The chair of the state Senate’s energy committee is out with a new package of bills today which he says would help spur coal-fired power plants to switch to natural gas.
Maziarz’ legislation would allow power plants to take a 12.5 percent tax credit on any improvements that are necessary to comply with environmental standards laid out in the state’s new energy siting bill. The bills would also make changes to the state’s Regional Greenhouse Gas Initiative program, allowing plants to take the money they pay for carbon credits and use it to transition to cleaner technology.
In particular, the bills are aimed at a number of struggling coal plants that represent a large share of their community’s tax base, such as former AES plants in Tompkins and Niagara counties. (The Tompkins County plant has alerted the state of its intention to mothball the facility come January.)

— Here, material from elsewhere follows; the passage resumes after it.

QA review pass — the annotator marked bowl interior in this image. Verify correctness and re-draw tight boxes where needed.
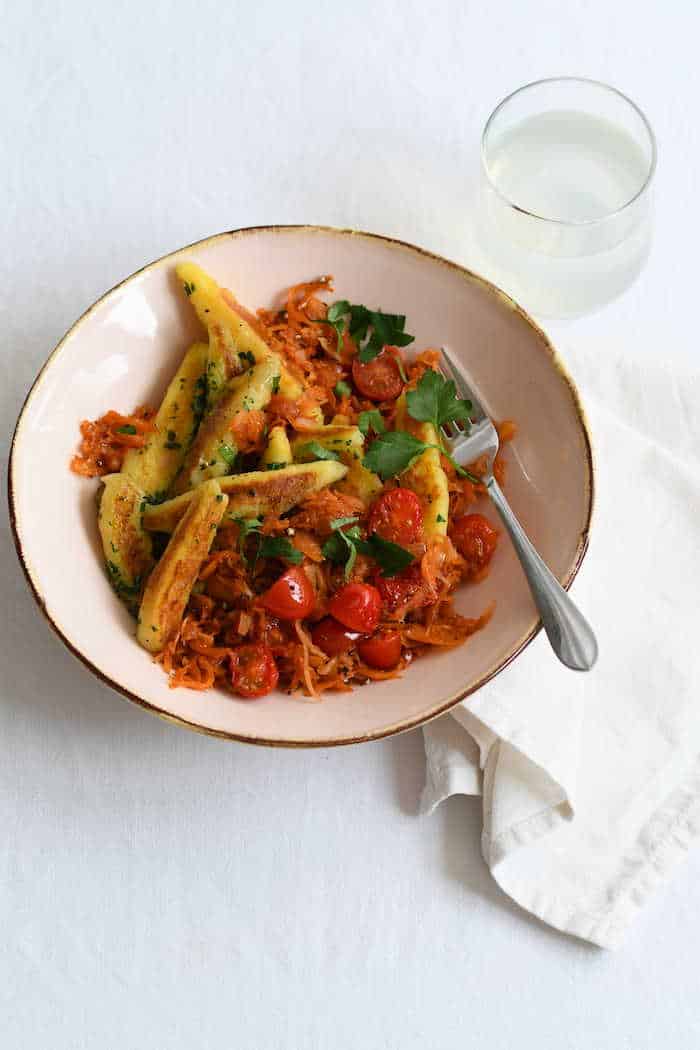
[10,227,592,744]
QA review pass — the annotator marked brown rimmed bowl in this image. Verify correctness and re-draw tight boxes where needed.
[9,226,593,747]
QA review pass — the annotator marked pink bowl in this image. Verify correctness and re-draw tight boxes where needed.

“That’s really what the hearing is about today, is not giving up on these plants,” Maziarz said in a phone interview. “Most of them are coal plants. They can be converted to natural gas plants, and the price of natural gas is the cheapest than its probably been since the mid-1980s.”
The cost of the plan, however, wasn’t immediately clear, though Maziarz said that allowing the coal plants to close—the Niagara County plant is by far the largest county taxpayer, for example—would be a much greater cost.
What to do with the limping coal plants was a late-session topic of conversation in Albany earlier this year, when the Gov. Andrew Cuomo’s office quietly pushed a proposal that would lower the state’s emissions cap, which would increase the cost of carbon credits. The governor’s plan would then take those funds and distribute them to communities that see a major power plant close.
After the jump, you can read a summary of the plan being proposed by Maziarz, as well as a list of those testifying at the hearing later today.
- Support for NYTRANSCO with its focus on in-state transmission and jobs and opposition to by-passing upstate generation and jobs through the risky importation called the Champlain-Hudson Power Express.
- Supporting generation jobs through allowing power plants to access Excelsior Jobs credits.
- Creating a “Clean Fuel Repowering Tax Credit” to allow any power plant that is willing to meet the stringent environmental standards established in the 2011 Power New York Act, to take at least a 12,5% as right tax credit on necessary improvements.
- Creating a “NY Clean Energy Innovation Fund” that will be paid for through the sale of NYPA peaker plants in New York City. This is expected to produce $300-$700 million and will be used to assist plants with repowering and communities with diminishing tax bases due to retiring plants.
- Allowing repowering projects that meet strict environmental standards to access low-interest debt financing though the state of New York.
- Leveling the playing field by taking away environmental exemptions that currently benefit aging oil fired plants and at the same time distort the capacity market, and applying RGGI charges to any power imported from outside the state or country.
- Allow plants to committed to repowering, utilizing cleaner burning fuel technologies or adding elements of renewable energy to “bank” RGGI credits to assist in paying for these upgrades.